Votre grâce,
C’est avec une immense tristesse que nous avons appris, nous soussignés personnages imaginaires, que nous resterions encore au placard durant les fêtes. Permettez-nous de vous dire que cet outrage nous en a mis gros sur la patate. C’est pourquoi, nous nous sommes réunis dans une salle de théâtre vide, afin de tenir compagnie à trois fauteuils rouges désœuvrés.
Nous avons respecté le protocole : moins de six personnages. Le sacrifice de l’art est incarné par deux jambes qui pendouillent mollement dans le vide.
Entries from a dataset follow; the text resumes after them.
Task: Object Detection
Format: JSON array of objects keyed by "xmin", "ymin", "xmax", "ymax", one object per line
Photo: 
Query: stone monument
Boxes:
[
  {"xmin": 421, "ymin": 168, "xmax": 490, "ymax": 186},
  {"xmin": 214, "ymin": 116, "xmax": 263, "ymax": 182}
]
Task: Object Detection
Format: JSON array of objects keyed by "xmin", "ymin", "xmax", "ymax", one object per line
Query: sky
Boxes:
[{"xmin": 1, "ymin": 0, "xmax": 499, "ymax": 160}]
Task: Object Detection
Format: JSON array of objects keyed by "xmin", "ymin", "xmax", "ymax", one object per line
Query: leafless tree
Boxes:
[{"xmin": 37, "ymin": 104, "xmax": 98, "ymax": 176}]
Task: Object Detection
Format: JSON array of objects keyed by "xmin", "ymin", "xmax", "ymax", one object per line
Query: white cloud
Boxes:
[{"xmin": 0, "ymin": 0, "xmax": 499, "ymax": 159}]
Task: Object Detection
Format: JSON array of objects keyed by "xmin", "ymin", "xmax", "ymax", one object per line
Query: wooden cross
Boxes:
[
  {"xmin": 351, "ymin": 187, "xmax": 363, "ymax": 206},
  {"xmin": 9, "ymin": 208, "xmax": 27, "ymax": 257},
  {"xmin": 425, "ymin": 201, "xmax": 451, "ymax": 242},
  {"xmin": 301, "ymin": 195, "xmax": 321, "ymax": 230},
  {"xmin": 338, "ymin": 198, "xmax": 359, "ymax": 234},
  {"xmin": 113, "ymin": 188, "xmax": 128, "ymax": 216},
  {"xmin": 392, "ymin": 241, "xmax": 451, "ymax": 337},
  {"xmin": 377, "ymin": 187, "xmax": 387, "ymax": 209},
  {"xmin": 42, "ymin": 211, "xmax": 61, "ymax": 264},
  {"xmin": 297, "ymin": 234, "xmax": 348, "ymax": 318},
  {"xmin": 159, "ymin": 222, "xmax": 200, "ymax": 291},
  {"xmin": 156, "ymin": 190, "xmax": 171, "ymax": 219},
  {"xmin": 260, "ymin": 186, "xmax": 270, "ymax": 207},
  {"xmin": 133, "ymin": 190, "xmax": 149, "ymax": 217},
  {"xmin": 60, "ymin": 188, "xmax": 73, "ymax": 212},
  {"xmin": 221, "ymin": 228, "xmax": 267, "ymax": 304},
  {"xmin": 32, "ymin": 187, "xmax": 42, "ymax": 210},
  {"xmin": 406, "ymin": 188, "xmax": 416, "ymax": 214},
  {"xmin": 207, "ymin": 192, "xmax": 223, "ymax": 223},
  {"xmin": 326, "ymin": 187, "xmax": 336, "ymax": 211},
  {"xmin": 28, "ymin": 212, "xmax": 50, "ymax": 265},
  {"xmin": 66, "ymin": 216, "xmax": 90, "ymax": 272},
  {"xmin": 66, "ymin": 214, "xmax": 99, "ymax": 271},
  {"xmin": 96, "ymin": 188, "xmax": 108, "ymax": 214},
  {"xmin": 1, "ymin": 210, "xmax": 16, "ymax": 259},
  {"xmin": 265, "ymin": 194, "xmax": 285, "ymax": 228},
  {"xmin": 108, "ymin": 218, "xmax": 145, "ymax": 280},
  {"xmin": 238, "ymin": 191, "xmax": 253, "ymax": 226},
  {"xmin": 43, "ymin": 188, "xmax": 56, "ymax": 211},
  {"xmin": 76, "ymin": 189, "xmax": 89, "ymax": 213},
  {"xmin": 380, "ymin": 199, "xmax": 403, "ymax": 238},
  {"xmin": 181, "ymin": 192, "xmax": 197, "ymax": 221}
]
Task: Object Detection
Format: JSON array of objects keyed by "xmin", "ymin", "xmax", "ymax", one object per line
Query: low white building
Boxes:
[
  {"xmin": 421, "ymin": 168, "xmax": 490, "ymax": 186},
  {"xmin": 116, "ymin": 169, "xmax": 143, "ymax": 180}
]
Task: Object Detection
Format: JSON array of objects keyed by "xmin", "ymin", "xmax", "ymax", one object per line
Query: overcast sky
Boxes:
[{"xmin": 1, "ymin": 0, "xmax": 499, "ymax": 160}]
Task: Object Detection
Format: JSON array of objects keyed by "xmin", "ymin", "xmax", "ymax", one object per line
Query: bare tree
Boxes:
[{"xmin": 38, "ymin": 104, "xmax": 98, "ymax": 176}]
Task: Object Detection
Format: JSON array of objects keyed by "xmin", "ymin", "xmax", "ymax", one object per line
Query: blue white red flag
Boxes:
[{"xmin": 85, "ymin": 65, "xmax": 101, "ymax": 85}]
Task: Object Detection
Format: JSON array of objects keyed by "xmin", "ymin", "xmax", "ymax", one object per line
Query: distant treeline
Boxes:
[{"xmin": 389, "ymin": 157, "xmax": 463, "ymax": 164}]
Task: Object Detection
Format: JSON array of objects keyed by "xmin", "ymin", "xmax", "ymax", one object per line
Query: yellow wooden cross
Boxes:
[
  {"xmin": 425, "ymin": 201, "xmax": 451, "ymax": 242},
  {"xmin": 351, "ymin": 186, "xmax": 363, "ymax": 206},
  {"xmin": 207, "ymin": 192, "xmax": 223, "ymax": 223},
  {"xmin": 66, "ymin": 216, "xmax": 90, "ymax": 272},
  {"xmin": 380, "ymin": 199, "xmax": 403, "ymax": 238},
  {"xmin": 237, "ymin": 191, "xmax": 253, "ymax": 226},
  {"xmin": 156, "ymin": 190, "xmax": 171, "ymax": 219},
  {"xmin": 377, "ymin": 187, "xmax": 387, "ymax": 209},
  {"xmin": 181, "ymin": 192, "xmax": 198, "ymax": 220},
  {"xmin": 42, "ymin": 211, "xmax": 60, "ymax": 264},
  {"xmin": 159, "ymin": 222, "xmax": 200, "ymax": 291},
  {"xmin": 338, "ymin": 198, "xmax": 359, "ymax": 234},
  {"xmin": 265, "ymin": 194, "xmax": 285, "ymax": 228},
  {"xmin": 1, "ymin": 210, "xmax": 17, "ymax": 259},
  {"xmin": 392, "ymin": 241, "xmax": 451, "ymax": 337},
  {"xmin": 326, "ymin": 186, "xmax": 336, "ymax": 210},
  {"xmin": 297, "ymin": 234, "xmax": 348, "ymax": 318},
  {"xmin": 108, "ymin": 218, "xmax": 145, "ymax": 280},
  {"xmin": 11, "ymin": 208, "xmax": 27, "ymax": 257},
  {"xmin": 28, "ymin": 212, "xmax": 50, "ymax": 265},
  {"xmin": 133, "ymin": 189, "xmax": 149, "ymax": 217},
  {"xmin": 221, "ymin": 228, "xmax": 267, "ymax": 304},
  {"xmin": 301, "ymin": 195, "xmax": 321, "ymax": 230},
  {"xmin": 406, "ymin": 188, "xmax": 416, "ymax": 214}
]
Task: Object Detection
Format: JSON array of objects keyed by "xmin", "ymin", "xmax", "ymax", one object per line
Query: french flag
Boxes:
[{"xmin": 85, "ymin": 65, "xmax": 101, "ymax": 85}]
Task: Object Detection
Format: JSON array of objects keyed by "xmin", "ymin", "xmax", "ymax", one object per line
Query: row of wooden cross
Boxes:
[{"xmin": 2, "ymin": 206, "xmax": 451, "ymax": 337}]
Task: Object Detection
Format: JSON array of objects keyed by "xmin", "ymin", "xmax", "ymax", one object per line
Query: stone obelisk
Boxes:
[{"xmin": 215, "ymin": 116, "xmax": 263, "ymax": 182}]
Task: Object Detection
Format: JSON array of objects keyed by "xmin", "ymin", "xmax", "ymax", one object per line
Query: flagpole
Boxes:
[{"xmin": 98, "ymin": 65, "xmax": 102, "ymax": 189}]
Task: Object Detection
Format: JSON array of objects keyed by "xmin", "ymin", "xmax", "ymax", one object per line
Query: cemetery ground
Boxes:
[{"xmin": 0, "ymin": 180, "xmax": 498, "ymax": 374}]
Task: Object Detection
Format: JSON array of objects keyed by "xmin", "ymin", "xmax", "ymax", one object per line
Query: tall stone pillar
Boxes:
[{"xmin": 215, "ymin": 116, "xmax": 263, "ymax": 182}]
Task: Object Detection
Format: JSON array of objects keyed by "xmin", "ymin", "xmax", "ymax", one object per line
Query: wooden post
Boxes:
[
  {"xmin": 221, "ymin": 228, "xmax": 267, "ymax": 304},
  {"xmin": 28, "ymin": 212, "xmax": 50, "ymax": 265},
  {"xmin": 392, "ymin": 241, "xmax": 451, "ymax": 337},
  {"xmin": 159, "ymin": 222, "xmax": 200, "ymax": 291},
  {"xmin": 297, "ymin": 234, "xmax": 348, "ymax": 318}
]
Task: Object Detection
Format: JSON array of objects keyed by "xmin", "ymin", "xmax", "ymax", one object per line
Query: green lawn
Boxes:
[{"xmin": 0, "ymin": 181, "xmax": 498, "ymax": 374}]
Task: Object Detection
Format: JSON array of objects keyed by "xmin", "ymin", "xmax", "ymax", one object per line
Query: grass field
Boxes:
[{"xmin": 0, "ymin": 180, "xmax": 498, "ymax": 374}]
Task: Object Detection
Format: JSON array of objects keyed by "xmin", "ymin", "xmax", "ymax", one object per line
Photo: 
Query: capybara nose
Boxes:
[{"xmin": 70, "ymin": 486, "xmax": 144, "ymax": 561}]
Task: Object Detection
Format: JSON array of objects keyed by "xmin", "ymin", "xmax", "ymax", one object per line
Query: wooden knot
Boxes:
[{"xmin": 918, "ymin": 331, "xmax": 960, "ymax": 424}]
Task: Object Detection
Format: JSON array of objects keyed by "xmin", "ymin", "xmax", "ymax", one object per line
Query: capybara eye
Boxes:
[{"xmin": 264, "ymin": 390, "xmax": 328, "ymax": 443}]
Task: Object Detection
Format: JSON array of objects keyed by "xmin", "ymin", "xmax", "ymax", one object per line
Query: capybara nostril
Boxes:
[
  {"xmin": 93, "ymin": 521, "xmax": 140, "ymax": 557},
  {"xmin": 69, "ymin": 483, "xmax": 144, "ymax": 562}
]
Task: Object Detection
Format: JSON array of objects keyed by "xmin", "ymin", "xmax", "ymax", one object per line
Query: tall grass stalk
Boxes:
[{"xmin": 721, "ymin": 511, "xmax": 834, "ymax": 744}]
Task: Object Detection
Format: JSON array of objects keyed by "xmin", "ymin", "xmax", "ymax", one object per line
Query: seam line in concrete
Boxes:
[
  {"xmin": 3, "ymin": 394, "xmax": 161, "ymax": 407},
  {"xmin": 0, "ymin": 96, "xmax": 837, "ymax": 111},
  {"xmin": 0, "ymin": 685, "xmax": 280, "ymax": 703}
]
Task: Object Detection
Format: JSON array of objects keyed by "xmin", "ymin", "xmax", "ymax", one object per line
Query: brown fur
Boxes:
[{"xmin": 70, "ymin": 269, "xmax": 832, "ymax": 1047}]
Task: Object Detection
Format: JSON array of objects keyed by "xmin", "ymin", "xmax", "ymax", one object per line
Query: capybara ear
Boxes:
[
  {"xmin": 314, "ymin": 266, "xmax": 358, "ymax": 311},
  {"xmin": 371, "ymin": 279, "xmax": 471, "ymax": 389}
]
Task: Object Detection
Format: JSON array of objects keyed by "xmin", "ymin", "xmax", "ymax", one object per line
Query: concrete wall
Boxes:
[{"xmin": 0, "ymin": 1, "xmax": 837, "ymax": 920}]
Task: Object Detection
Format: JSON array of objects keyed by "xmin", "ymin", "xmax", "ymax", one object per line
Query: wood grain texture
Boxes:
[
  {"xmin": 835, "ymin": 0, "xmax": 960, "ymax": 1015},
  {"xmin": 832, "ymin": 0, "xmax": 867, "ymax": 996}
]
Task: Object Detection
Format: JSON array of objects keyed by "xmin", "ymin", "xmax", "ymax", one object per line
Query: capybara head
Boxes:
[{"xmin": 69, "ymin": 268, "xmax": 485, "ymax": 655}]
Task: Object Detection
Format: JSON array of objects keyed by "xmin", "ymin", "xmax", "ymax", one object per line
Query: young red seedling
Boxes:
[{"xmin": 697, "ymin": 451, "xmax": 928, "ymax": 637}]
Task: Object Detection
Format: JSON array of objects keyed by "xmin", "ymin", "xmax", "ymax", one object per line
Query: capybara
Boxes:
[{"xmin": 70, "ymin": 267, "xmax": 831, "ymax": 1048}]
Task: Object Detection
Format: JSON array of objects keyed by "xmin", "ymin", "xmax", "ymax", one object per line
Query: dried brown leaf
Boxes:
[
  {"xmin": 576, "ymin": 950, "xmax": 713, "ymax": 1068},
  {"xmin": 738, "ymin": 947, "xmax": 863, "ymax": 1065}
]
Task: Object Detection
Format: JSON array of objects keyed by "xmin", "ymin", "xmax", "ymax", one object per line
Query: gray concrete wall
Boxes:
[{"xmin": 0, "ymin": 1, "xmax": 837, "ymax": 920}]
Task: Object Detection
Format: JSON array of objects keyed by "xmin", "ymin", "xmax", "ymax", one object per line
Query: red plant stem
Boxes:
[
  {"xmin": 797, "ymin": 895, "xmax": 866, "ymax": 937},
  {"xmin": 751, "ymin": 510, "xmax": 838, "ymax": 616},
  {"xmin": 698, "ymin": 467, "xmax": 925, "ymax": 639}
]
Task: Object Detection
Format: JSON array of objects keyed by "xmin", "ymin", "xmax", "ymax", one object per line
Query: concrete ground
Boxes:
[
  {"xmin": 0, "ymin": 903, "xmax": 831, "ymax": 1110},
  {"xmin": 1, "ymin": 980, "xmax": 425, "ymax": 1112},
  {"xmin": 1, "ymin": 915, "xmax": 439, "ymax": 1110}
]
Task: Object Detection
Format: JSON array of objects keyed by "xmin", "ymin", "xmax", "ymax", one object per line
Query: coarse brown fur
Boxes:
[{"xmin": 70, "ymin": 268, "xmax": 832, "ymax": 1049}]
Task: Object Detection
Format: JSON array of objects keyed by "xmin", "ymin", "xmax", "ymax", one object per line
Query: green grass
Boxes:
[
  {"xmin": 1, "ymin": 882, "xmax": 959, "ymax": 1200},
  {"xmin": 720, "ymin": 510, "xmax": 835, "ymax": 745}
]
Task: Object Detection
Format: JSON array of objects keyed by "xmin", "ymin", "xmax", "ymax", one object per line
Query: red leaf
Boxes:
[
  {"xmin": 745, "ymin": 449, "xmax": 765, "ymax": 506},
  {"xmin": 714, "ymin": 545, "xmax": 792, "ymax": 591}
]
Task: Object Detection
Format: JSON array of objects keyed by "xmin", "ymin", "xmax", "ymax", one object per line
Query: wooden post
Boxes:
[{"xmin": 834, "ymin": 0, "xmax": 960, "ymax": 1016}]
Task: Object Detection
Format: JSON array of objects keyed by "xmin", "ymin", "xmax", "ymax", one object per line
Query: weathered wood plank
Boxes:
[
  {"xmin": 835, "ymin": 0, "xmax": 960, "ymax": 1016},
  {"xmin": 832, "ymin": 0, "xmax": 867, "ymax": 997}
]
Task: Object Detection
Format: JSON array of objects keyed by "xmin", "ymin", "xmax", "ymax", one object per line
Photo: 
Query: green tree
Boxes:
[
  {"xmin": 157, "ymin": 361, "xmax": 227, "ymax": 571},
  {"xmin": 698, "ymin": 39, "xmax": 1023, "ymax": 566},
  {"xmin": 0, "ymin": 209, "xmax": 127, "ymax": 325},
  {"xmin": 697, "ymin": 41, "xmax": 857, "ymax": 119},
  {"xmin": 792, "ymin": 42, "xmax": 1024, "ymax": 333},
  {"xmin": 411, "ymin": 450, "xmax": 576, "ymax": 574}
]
Sur la gauche, détournant le regard, votre grâce toise la plèbe de son mépris. ( Vous noterez le croquignolesque de vos orteils. )
En retrait, Madame la Ministre, contemplant d’un air hagard le désastre auquel vous condamnez la culture. Debout à droite, un inutile à moitié nu : il s’agit d’un peintre bipolaire peu médiatisé dont l’œuvre n’a aucune valeur financière. Son pseudonyme est Toxine Glyphosate, il a coutume de peindre des insectes morts et son hygiène de vie est douteuse. Le deuxième gugusse est un metteur en scène non subventionné. Il songe à son prochain chef d’œuvre : un spectacle sur la mort de l’art, sans argent et sans comédiens.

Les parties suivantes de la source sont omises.